Borrowell’s Rent Advantage is an optional paid feature (around $10/month, plus a one-time option around $99 to report up to 24 months of past rent) that reports your rent payments to Equifax — without needing your landlord’s approval. Reporting on-time rent can help build an Equifax credit history, which is most useful if you have a thin or short credit file. Two caveats: it reports to Equifax only (not TransUnion), and not every lender or scoring model weighs rent data the same way, so treat it as one credit-building tool rather than a guaranteed score boost. Confirm current pricing at borrowell.com.
Is Borrowell a lender?
No. Borrowell is not a lender. It is primarily a free credit-score service that also runs a product marketplace, where it acts as a broker matching you to partner products such as personal loans, credit cards, mortgages and bank accounts. Partners pay Borrowell a referral fee when you are approved, which is how the marketplace stays free to you. The actual loan or card is issued by the partner lender or institution, not by Borrowell. If you are shopping for a personal loan, compare options on our best personal loans guide.

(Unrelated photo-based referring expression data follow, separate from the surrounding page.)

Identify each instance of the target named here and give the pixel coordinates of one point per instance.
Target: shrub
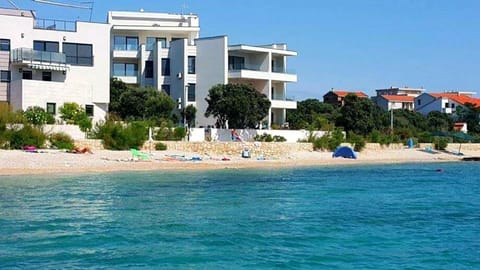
(440, 143)
(160, 146)
(62, 141)
(36, 115)
(28, 135)
(116, 136)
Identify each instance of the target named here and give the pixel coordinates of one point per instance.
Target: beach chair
(139, 155)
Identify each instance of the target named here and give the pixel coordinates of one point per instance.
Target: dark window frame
(89, 110)
(191, 92)
(54, 108)
(149, 69)
(4, 78)
(165, 66)
(192, 64)
(47, 76)
(45, 45)
(78, 60)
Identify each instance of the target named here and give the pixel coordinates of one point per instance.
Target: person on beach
(235, 136)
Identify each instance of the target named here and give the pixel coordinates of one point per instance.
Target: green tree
(239, 104)
(361, 116)
(470, 114)
(145, 103)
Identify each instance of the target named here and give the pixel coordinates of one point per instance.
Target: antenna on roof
(82, 5)
(13, 4)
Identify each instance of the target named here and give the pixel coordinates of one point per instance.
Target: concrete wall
(212, 69)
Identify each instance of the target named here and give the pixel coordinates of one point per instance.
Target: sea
(408, 216)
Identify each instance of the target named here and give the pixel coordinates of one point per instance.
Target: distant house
(443, 102)
(336, 97)
(388, 102)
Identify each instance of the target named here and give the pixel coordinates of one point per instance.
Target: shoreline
(49, 162)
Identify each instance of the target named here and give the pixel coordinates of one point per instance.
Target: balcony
(39, 59)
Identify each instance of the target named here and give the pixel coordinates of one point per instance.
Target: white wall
(91, 84)
(212, 69)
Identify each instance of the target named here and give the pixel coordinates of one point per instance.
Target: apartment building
(47, 63)
(164, 51)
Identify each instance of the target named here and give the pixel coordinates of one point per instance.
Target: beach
(17, 162)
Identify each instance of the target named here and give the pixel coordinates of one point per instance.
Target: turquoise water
(374, 217)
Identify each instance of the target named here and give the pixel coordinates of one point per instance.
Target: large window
(165, 67)
(89, 110)
(191, 92)
(125, 69)
(191, 65)
(236, 62)
(166, 88)
(5, 76)
(46, 46)
(78, 54)
(123, 43)
(151, 43)
(148, 69)
(51, 108)
(4, 44)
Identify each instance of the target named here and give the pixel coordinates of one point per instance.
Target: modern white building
(47, 63)
(447, 102)
(164, 51)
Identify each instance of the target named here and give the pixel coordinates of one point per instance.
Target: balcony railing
(29, 55)
(57, 25)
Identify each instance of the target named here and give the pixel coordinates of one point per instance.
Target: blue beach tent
(345, 152)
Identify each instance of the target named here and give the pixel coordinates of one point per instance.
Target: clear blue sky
(342, 44)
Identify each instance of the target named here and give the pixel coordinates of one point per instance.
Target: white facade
(194, 64)
(56, 62)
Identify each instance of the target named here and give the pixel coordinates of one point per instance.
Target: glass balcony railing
(29, 55)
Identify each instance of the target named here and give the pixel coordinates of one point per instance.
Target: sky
(341, 44)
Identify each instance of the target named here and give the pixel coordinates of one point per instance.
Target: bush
(440, 143)
(27, 136)
(62, 141)
(160, 146)
(36, 115)
(116, 136)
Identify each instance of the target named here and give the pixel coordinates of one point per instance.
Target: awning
(48, 67)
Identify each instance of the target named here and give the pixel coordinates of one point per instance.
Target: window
(78, 54)
(148, 69)
(166, 88)
(151, 41)
(123, 43)
(51, 108)
(236, 62)
(191, 65)
(191, 92)
(45, 46)
(27, 75)
(47, 76)
(89, 110)
(125, 69)
(165, 67)
(4, 44)
(5, 76)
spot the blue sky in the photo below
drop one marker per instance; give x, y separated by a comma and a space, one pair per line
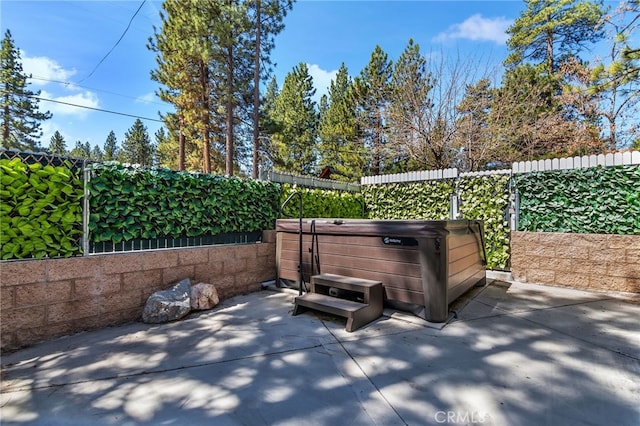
62, 43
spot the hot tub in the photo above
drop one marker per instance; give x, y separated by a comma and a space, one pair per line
424, 265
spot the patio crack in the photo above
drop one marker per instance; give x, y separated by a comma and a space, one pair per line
371, 382
7, 389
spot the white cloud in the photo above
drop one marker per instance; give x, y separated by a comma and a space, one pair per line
44, 70
478, 28
70, 105
321, 80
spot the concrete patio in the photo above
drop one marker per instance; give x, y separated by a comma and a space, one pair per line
515, 354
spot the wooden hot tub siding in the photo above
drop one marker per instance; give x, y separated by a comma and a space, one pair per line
398, 267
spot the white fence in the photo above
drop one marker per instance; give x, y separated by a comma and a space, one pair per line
308, 181
606, 160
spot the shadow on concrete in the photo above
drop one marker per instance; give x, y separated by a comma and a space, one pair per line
515, 354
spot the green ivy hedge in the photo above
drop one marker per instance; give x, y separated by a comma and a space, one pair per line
487, 198
40, 210
428, 200
130, 202
325, 203
598, 200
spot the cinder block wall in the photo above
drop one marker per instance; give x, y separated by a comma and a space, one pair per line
43, 299
581, 261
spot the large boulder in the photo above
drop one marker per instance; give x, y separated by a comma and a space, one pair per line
168, 305
204, 296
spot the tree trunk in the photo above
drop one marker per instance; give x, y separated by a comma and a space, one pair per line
550, 51
256, 95
181, 159
229, 114
376, 143
205, 117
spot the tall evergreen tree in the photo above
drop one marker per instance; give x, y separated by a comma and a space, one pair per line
372, 94
268, 22
295, 117
97, 154
617, 81
57, 144
473, 140
111, 147
137, 147
207, 54
549, 31
81, 150
20, 117
338, 146
183, 54
411, 112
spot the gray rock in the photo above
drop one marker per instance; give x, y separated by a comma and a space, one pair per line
204, 296
168, 305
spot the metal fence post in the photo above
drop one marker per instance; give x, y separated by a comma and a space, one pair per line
86, 174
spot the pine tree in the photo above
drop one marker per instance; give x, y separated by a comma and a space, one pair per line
552, 30
473, 140
295, 117
57, 144
96, 154
20, 117
81, 150
137, 148
372, 93
617, 83
268, 17
339, 147
206, 62
183, 55
111, 148
412, 142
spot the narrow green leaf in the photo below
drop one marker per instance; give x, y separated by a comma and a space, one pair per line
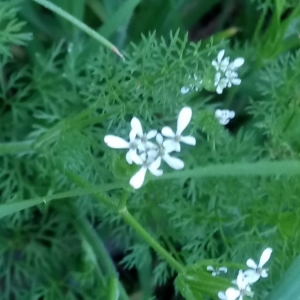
120, 19
288, 288
261, 168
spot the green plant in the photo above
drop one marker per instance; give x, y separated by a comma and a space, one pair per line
237, 195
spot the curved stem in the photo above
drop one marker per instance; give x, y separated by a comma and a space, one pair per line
79, 24
130, 220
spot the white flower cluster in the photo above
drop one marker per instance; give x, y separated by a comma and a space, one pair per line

General information, not financial advice. Borrowell's features and pricing change without notice — confirm the current details at borrowell.com before acting. Borrowell is a marketing partner to lenders and other institutions, earning referral fees when you are approved for a product in its marketplace; that does not change what we say here, and our editorial view is never paid for. The Equifax score Borrowell shows is educational and may differ from a lender's FICO score.